Mr. Huber also makes grand assumptions about my level of respect for the rule of law. The government claims a long prison sentence is necessary to counteract the political statements I’ve made and promote a respect for the law. The only evidence provided for my lack of respect for the law is political statements that I’ve made in public forums. Again, the government doesn’t mention my actions in regard to the drastic restrictions that were put upon my defense in this courtroom. My political disagreements with the court about the proper role of a jury in the legal system are probably well known. I’ve given several public speeches and interviews about how the jury system was established and how it has evolved to its current state. Outside of this courtroom, I’ve made my views clear that I agree with the founding fathers that juries should be the conscience of the community and a defense against legislative tyranny. I even went so far as to organize a book study group that read about the history of jury nullification. Some of the participants in that book group later began passing out leaflets to the public about jury rights, as is their right. Mr. Huber was apparently so outraged by this that he made the slanderous accusations that I tried to taint the jury. He didn’t specify the extra number of months that I should spend in prison for the heinous activity of holding a book group at the Unitarian Church and quoting Thomas Jefferson in public, but he says you should have “little tolerance for this behavior.”

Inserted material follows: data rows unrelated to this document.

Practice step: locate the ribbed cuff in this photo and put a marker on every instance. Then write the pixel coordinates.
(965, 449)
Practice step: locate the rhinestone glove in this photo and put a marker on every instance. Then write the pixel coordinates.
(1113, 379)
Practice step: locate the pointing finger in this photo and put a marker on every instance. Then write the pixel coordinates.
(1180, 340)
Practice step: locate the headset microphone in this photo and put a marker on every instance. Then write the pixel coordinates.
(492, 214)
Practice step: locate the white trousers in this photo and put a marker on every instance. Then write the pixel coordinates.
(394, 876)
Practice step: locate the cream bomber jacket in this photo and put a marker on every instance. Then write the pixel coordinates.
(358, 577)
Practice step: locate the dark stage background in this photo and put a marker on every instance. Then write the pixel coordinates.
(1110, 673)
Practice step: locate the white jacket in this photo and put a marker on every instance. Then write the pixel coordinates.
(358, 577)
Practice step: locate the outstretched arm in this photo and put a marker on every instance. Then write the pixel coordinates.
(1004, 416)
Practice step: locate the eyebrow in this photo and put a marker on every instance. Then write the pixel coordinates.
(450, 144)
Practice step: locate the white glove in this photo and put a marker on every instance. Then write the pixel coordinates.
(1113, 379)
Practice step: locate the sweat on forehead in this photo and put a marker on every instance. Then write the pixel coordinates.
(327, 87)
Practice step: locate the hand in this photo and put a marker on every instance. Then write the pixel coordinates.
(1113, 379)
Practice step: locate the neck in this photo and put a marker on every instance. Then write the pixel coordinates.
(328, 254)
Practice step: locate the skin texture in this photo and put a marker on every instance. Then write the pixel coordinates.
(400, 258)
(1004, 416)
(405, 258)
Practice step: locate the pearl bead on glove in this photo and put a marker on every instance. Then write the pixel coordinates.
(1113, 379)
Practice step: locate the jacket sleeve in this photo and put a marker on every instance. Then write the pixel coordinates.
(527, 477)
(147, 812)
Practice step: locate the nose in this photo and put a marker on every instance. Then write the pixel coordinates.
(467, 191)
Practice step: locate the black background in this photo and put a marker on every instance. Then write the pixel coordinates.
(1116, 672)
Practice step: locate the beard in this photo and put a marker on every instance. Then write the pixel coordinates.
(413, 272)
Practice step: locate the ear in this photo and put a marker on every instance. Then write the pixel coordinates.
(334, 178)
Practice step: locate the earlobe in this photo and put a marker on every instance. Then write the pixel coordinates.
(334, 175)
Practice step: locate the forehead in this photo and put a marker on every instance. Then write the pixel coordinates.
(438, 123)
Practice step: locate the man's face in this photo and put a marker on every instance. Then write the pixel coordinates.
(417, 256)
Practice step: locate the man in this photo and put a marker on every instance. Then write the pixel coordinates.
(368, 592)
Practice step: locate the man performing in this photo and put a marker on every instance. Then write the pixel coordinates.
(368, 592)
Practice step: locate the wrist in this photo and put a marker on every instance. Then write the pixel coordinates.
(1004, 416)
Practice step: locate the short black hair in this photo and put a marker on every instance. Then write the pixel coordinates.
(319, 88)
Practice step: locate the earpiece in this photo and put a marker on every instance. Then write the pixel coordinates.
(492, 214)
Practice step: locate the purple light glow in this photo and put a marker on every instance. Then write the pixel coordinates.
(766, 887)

But here is the important point that Mr. Huber would rather ignore. Despite my strong disagreements with the court about the Constitutional basis for the limits on my defense, while I was in this courtroom I respected the authority of the court. Whether I agreed with them or not, I abided by the restrictions that you put on me and my legal team. I never attempted to “taint” the jury, as Mr. Huber claimed, by sharing any of the relevant facts about the auction in question that the court had decided were off limits. I didn’t burst out and tell the jury that I successfully raised the down payment and offered it to the BLM. I didn’t let the jury know that the auction was later reversed because it was illegitimate in the first place. To this day I still think I should have had the right to do so, but disagreement with the law should not be confused with disrespect for the law.